The Pecorino is a hard cheese, seasoned, intensely flavored, and spicy. It is produced in Calabria, Lazio, Tuscany, Sicily and Sardinia (387 Kcal/100 g.). Each Region gives it the differences in  taste. It is great when paired to fruit jams, pears, eaten alone or grated on pasta with tomato sauce.             The Fontina is an antique cheese, fat, with soft texture and  a sweet taste, also extremely versatile. Manufactured in the Valle d’Aosta (343 Kcal/100 g.), Is widely used in salads, in appetizers, in toast and sandwiches.        

The Crescenza is a fat and soft cheese, with a fresh and delicate flavor, similar to the Stracchino. Produced in Lombardy (280 Kcal / 100 g.), Is light and dietetic, it goes well with vegetables      

The  Mozzarella is a fat and soft cheese, with a fresh and delicate taste, light and dietetic.

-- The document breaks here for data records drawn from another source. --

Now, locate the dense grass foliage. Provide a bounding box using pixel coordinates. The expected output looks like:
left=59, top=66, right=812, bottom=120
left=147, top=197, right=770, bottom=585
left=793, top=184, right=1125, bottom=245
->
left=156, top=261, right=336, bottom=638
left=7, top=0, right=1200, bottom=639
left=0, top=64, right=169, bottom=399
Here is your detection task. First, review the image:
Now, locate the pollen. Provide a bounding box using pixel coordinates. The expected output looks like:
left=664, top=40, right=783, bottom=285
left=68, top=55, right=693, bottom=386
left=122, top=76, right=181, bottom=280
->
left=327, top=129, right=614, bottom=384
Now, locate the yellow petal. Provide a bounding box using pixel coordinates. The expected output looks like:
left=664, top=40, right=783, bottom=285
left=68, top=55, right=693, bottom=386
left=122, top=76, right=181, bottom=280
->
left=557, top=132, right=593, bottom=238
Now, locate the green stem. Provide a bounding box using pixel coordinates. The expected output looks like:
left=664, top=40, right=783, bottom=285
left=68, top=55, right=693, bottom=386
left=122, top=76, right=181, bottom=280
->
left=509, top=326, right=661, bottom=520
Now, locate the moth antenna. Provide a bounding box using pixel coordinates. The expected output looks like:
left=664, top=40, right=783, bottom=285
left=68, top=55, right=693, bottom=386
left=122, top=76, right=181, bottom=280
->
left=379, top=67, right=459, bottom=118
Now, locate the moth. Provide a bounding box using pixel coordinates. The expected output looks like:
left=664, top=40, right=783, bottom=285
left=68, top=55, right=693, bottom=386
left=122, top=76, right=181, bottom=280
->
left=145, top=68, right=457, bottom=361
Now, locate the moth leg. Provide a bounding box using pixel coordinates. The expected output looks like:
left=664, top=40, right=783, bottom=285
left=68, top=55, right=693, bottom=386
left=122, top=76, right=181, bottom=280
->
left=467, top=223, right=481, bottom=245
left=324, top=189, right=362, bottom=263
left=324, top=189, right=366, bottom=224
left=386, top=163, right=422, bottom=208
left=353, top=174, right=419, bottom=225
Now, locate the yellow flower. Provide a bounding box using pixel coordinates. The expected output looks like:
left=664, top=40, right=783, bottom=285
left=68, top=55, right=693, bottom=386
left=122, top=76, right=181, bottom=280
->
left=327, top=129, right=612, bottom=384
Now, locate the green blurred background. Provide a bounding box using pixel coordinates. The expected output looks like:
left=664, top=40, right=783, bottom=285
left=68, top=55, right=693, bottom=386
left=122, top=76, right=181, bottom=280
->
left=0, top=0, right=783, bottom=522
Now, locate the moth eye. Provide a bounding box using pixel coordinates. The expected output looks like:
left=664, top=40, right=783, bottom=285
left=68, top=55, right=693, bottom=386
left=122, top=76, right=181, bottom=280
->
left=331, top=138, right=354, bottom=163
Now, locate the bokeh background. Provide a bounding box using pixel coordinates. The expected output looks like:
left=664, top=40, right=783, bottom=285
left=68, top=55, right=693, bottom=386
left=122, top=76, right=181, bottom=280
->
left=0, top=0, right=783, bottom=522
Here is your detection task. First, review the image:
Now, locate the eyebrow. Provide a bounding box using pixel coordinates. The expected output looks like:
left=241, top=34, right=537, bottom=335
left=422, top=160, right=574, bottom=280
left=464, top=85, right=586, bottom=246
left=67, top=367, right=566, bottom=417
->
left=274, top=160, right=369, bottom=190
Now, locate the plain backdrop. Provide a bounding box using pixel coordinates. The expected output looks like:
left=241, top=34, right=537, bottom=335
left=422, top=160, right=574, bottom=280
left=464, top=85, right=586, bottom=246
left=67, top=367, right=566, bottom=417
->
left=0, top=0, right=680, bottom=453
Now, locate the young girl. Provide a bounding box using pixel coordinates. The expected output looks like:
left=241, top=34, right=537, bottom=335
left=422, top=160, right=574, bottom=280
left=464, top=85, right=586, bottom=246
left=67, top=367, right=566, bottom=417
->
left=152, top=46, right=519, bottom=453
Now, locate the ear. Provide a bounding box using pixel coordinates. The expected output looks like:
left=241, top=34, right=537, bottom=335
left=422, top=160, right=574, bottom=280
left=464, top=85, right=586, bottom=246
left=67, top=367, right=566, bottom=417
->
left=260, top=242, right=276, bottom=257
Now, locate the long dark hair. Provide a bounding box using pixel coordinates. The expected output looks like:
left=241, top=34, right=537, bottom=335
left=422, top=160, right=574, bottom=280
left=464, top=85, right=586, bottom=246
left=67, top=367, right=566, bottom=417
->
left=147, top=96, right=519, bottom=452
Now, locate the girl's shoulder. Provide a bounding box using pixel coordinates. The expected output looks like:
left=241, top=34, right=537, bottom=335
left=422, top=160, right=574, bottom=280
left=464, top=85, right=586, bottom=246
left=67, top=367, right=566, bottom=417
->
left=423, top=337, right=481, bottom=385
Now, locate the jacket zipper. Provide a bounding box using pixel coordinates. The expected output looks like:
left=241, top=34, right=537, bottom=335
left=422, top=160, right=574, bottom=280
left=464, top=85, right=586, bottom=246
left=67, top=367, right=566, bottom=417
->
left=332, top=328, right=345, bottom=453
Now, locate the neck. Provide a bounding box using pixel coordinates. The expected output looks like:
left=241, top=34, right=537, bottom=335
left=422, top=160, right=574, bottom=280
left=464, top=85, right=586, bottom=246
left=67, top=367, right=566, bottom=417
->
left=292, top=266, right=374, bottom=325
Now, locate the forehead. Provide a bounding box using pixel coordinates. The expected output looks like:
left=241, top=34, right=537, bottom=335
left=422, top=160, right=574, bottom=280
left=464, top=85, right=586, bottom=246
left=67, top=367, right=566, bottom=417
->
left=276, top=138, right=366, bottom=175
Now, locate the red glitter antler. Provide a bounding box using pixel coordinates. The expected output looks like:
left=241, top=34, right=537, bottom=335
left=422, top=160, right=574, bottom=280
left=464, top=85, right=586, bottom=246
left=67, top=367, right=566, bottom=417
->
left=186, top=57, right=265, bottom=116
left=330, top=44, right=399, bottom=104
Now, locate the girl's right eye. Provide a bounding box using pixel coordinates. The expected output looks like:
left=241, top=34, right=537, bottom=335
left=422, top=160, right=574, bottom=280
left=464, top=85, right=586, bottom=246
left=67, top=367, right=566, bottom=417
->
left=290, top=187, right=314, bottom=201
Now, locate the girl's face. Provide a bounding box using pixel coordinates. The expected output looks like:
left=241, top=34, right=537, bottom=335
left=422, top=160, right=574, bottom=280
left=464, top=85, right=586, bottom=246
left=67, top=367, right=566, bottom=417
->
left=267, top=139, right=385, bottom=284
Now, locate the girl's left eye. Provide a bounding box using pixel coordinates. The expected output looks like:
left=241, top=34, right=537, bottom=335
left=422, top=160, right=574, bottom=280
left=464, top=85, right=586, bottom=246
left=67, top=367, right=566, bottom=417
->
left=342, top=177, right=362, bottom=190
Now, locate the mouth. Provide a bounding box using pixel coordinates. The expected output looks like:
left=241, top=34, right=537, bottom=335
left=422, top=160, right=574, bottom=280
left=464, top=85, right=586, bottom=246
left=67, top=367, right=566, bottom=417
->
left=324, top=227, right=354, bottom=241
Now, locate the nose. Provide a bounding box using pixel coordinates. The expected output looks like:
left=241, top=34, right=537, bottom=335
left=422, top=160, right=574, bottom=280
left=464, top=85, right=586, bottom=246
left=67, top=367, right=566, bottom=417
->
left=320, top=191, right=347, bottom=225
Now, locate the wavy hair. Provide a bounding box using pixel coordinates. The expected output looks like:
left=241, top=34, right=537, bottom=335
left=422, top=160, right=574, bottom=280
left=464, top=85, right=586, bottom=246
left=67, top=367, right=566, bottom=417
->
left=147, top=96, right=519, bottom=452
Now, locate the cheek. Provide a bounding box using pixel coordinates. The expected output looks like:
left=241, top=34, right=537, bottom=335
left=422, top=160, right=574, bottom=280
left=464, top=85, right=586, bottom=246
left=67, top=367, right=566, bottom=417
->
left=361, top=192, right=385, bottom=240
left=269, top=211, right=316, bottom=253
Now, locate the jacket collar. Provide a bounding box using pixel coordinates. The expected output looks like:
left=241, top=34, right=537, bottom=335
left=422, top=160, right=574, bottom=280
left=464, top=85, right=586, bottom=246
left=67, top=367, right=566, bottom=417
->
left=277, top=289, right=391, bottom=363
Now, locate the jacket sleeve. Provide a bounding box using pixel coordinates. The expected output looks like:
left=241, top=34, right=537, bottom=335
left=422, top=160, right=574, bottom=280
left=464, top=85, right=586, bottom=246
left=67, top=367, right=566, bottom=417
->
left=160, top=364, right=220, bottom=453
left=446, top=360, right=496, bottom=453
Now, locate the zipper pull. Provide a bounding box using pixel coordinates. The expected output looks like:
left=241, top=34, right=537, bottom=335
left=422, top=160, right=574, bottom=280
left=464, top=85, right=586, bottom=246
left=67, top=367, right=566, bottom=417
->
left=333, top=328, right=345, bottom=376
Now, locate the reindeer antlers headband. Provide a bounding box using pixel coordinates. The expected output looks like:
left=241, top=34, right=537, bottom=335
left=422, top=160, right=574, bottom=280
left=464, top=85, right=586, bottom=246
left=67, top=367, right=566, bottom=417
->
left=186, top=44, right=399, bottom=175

It comes in two types: plain mozzarella, milk cow made, and buffalo mozzarella from buffalo milk. The former is more delicate, the second most flavorful, soft and fine. The plain mozzarella is produced in Calabria, Puglia, Basilicata, Abruzzo and Molise. The buffalo mozzarella is produced in Campania and Lazio (248 Kcal/100 g.). Mozzarella is one of the basic ingredients of pizza, but it is also put into salads, islanders (buffalo mozzarella, cherry tomato, basil) and other dishes.              

The Grana Padano is a very ancient Cheese, semi-fat, hard, strong flavored. It ‘s produced in the Po Valley  and has a taste similar to Parmigiano Reggiano, although not equal as prestige (381 Kcal / 100 g.). Excellent as a table cheese or grated over pasta.    

The Taleggio cheese is  fat, with a soft paste; it is ancient and intensely  flavored. produced in Lombardy (352 Kcal / 100 g.) with a characteristic rectangular shape.It is ideal as a table cheese.  

There are many other wonderful cheeses in Italy, such as:

– The Scamorza (209 Kcal / 100 g.)

– The Provolone (374 Kcal/100 g.)

– The Caciotta (370 Kcal/100 g.)

– The Asiago (356 Kcal/100 g.)

– The Stracchino (300 Kcal/100 g.)

– The Robiola (267 Kcal/100 g.)

– The Bel Paese (373 Kcal/100 g.)  

and many others that I didn’t quote in this page, but that you can find out yourself  by visiting Italy and its restaurants.